Is it correct to summarize that the old code kept both the derivative and the weight of the uncertainty atom as separate values and multiplied them together to get the final uncertainty while the new code eagerly multiplies them and just keeps weights?

The AffineScalarFunc object stored a mapping from Variable constituents to the derivative of the function with respect to that Variable. When requested, e.g. during std_dev calculation, the error_components were calculated by multiplying the std_dev of the Variable by its corresponding derivative. I think lebigot had the function f(x, y) = f(x0, y0) + df/dx dx + df/dy dy in mind.

In the new framework we wanted to do away with the Variable/AffineScalarFunc distinction. Now we have UAtom which doesn't inherit from UFloat. In this case, for each UFloat, we keep track of a mapping from UAtom to a float weight. The std_dev of a UAtom is always unity, so we don't need to keep track of it. But if one UAtom moves through multiple operations we don't keep track of the intermediate derivates. The equation we have in mind is something like f(x, y) = f(x0, y0) + wa da + wb db + wc db + ... where da, db, dc are UAtom on which x and y random variables my covariantly depend. We use derivatives to calculate updated UCombo linear combination coefficients as as we do computations, but these derivative calculations are considered intermediate results which are NOT saved.

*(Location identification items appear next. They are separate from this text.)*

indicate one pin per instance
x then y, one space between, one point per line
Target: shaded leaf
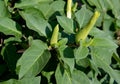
29 3
10 58
83 16
30 64
3 10
8 27
35 80
62 76
66 24
35 22
79 77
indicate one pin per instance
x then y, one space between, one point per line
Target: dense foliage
59 42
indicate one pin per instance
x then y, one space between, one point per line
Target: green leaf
3 68
66 24
83 16
29 3
3 10
10 58
79 77
35 22
35 80
8 27
101 63
62 76
47 75
33 59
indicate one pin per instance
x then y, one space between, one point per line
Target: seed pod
54 37
82 34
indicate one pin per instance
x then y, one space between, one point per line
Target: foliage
33 50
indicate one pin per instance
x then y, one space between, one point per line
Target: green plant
38 42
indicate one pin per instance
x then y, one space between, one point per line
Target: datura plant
59 42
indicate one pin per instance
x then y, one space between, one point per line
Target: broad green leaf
47 75
115 8
104 42
62 76
79 77
83 16
8 27
33 59
10 58
46 9
66 24
83 62
97 33
3 10
29 3
35 80
81 52
35 22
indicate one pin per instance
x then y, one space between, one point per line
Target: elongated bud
75 7
69 6
82 34
54 37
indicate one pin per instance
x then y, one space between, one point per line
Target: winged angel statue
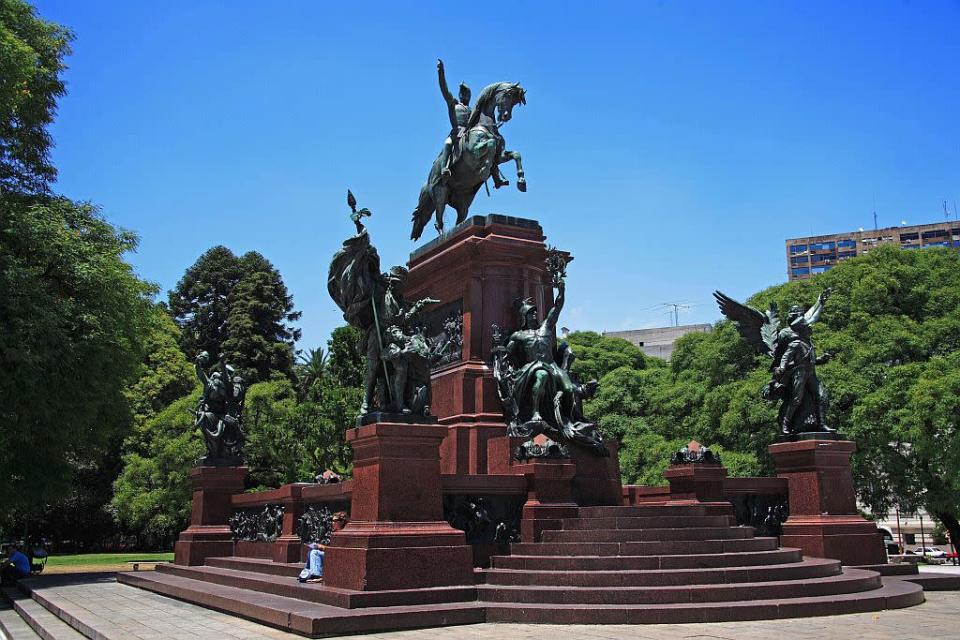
794 363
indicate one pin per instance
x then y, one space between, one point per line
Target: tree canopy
893 323
238 306
74 318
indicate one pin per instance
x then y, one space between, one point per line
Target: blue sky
670 146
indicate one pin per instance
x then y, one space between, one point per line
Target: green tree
238 306
199 302
31 61
346 359
893 322
311 368
165 373
258 339
75 319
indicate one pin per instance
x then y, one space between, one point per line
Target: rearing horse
478 151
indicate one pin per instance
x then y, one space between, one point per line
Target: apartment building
809 256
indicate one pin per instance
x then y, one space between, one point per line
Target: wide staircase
672 563
611 565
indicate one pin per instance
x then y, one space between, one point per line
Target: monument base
209 533
850 539
823 520
397 538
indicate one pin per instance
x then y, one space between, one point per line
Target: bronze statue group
542 401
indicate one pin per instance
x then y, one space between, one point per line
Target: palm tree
311 366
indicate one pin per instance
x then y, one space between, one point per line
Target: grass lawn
85 562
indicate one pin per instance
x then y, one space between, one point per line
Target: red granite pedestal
397 537
823 518
696 482
209 532
478 268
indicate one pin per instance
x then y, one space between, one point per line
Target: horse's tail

So what you say is close to correct but not quite. The old code stores the derivatives and uses the derivatives and std_devs lazily when calculating composite std_dev. The new code doesn't store std_devs of UAtom's because they're always unity. It eagerly multiplies derivatives into the new linear combination. The driver for all of this is a move away from the idea of AffineScalarFunc being a function and moving towards the idea of UFloat being a random variable.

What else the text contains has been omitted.